Mobile QR Code QR CODE
Title Research on Vocal Information Processing using a Main Melody Extraction Algorithm
Authors (Shengnan Liu) ; (Xu Wang)
DOI https://doi.org/10.5573/IEIESPC.2024.13.4.322
Page pp.322-327
ISSN 2287-5255
Keywords Accuracy; Conditional random field; Main melody extraction; Vocal information
Abstract Precise extraction of the main melody from polyphonic music is a critical challenge in vocal information processing. This paper starts with a brief introduction to extracting vocal music information features. Two distinct feature types were selected: the Mel-frequency cepstral coefficient (MFCC) and chroma. An innovative main melody extraction algorithm was then developed using a convolutional neural network (CNN) and conditional random field (CRF). The performance of the algorithm was validated on datasets.

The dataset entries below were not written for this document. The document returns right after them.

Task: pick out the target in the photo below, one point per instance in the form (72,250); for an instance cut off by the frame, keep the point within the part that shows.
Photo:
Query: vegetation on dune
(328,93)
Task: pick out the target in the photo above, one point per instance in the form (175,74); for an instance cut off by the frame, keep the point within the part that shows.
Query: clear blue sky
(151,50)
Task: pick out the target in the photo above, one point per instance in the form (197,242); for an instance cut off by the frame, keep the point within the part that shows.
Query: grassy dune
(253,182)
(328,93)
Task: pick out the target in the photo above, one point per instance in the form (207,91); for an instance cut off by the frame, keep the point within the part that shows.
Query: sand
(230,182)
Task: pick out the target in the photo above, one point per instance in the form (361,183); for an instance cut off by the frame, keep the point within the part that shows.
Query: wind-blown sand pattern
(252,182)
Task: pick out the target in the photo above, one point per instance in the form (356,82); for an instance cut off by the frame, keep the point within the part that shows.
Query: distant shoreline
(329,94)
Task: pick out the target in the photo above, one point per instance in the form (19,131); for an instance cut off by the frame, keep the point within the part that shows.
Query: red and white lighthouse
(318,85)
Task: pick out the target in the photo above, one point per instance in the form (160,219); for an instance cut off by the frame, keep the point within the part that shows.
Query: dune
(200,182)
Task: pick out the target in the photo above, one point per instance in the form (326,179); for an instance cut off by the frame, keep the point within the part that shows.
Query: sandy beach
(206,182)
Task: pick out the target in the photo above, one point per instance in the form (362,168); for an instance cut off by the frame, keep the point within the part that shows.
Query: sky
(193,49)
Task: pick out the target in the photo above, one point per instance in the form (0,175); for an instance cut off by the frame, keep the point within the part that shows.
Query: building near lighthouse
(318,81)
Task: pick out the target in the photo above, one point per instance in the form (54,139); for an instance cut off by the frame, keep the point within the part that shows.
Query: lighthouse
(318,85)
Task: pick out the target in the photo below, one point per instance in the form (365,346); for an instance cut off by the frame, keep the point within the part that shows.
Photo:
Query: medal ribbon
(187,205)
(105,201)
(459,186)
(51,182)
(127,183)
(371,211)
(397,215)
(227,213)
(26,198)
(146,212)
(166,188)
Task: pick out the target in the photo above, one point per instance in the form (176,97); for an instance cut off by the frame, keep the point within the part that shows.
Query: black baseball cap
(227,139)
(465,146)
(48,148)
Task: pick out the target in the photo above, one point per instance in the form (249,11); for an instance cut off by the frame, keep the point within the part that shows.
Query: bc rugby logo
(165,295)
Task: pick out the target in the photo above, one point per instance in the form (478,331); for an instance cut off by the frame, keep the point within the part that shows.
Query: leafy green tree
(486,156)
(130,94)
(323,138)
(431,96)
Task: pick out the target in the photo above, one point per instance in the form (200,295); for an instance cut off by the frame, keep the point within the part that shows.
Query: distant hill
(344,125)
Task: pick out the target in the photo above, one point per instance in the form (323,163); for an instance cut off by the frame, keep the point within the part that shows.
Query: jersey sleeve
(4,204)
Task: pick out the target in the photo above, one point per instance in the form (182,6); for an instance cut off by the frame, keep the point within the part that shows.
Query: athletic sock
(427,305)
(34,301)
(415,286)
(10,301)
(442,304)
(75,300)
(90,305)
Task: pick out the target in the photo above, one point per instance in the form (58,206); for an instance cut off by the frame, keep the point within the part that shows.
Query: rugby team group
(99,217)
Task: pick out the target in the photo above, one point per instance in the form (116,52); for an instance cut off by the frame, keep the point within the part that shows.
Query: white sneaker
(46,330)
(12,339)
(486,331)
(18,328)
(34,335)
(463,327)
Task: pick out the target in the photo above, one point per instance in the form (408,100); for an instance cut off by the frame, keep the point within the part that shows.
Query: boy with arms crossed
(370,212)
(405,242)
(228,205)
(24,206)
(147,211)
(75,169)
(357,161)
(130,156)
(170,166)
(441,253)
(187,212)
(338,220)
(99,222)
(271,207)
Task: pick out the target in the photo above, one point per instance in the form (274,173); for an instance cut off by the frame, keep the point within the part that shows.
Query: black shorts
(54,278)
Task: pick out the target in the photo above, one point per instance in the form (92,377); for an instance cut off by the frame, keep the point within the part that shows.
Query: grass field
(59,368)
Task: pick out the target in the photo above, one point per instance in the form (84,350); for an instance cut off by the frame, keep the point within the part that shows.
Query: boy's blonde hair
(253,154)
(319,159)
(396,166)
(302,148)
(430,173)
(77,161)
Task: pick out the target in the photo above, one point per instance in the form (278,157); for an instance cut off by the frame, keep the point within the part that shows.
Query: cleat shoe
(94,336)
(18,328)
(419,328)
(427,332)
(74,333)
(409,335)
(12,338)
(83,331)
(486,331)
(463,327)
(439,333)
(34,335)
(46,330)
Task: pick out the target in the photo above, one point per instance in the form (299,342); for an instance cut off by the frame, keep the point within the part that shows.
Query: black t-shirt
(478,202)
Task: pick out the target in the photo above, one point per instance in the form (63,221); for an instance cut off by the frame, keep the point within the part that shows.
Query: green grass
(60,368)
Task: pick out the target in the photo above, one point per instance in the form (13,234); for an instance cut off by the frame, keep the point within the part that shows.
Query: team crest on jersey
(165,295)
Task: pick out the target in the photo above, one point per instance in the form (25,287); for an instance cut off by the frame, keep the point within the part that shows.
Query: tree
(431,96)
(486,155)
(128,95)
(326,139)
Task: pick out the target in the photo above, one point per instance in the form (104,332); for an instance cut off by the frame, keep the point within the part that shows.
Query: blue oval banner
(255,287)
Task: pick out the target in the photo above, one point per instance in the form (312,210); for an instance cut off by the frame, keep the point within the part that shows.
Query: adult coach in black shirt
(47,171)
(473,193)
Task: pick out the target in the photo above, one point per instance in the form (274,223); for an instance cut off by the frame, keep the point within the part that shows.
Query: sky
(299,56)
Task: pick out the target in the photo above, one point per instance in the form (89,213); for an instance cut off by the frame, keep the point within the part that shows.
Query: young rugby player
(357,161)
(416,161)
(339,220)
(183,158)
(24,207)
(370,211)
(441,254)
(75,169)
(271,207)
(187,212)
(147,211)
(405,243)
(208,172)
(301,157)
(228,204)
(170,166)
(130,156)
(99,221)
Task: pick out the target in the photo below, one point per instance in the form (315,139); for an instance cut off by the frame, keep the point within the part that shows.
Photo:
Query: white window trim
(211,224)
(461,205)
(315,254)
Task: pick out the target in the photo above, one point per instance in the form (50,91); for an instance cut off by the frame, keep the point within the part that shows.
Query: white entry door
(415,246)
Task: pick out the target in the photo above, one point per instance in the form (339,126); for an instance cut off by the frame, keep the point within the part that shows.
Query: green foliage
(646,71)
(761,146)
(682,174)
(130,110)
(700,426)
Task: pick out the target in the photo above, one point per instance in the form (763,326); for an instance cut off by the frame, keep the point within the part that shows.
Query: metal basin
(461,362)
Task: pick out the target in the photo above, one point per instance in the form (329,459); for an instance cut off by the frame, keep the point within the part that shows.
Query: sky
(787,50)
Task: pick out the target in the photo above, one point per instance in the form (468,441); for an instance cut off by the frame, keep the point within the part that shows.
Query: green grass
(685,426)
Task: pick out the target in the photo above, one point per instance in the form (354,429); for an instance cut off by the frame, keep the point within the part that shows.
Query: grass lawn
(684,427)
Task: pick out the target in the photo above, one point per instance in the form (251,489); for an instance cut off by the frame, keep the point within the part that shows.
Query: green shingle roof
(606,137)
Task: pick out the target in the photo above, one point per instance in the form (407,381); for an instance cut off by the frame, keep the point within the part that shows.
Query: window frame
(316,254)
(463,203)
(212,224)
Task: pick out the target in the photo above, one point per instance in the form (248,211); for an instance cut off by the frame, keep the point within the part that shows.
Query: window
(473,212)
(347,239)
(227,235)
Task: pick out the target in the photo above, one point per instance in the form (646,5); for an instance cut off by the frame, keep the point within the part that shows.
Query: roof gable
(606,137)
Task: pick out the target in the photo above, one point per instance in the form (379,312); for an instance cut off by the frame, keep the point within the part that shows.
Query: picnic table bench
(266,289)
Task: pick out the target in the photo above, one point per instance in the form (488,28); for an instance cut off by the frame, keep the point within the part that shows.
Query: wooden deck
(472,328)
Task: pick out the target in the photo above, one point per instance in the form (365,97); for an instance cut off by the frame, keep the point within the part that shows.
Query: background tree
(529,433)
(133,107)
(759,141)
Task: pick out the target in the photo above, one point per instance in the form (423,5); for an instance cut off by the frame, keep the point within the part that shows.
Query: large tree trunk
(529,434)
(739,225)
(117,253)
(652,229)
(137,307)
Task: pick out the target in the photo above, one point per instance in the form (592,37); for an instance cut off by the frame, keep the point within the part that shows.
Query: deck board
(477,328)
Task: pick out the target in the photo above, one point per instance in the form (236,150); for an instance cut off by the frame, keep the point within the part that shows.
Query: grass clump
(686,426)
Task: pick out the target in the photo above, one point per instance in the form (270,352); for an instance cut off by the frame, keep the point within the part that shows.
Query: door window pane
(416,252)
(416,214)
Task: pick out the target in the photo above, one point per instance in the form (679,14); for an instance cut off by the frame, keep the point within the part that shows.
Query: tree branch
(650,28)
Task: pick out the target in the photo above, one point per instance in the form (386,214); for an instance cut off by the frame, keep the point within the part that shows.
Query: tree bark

The main melody extraction effects were improved significantly using MFCC and chroma as inputs to the CNN-CRF algorithm for feature extraction. The algorithm achieved an overall accuracy (OA) of 86.72% and a voicing false alarm (VFA) of 6.84% on the ADC2004 dataset. On the MIREX05 dataset, the algorithm attained an OA and VFA of 85.21% and 11.16%, respectively. The algorithm exhibited pronounced enhancement when being tested on the MIREX05 dataset, and chroma played a notable role in enhancing the raw chroma accuracy. This algorithm also performed better than the SegNet and FTANet algorithms.